Josée Forest-Niesing
Josée Forest-Niesing

En hommage à mon amie Josée

Pierre Riopel, président du conseil de gouvernance de l'Université de Sudbury

Que de précieux moments j’ai partagés autour d’un café avec Josée Forest-Niesing à l’automne 2017!

La nouvelle de son décès a été difficile à encaisser. Josée n’était pas pour moi qu’une avocate ou une leadeur pour l’avancement des droits des francophones et des autochtones. Si elle représentait pour l’ensemble du pays une femme profondément dévouée à l’avancement de la justice sociale, elle était, pour moi, d’abord et avant tout, une amie.
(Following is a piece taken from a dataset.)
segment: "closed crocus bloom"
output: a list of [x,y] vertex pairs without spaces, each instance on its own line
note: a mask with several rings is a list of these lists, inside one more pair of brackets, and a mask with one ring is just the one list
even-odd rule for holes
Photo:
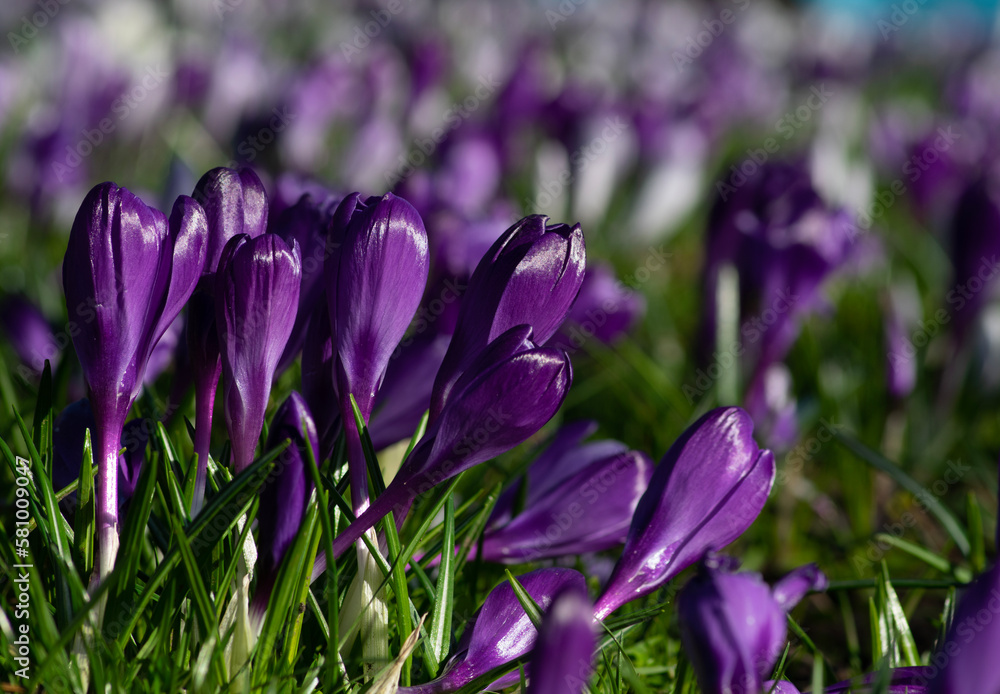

J’ai appris à bien la connaitre à mon arrivée à ce qu’on appelait à l’époque le Conseil des régents (maintenant le Conseil de gouvernance) de l’Université de Sudbury en 2012. Les défis étaient différents, mais on pouvait néanmoins compter sur une équipe du tonnerre. Josée était alors à la présidence du conseil. Quelle force de la nature! Elle a mené le dossier de la gouvernance de l’établissement avec diplomatie, tact et sagesse. Elle nous a guidés à travers des hauts et des bas avec énormément de rigueur et un grand humanisme. Surtout et à son contact, j’ai beaucoup appris.

Disons-le : si l’Université de Sudbury est une institution avec des fondements solides et un avenir prometteur, c’est en grande partie grâce son leadeurship. Nous recueillons aujourd’hui les fruits de son engagement indéfectible.

C’est le style de leadeurship de Josée qui m’a le plus frappé. D’une part, elle allait toujours au-delà de ce qui est attendu d’elle, puisqu’elle s’investit dans ses tâches avec une authenticité remarquable. Le dossier du postsecondaire, c’est-à-dire celui de l’accès à l’éducation en français et auprès des peuples autochtones, lui tenait profondément à cœur.

D’autre part, elle avait ce don de rallier les gens autour d’une cause. Elle pouvait inspirer dans ses collègues un profond désir de réaliser les objectifs, puisque ceux-ci ne représentaient pas uniquement ce qui était bon pour l’institution, mais davantage ce qui était nécessaire pour l’avenir de notre société.

Je retourne à ce fameux café qu’on a partagé en 2017, celui qui a guidé la trajectoire de mon engagement communautaire. C’est lors de ce rendez-vous que Josée m’a proposé d’assurer sa relève à titre de président du conseil. On ne savait pas encore à l’époque qu’elle allait être appelée à siéger à la Chambre haute du Parlement du Canada. On ne savait pas, non plus, que l’Université allait être plongée dans un immense tourbillon.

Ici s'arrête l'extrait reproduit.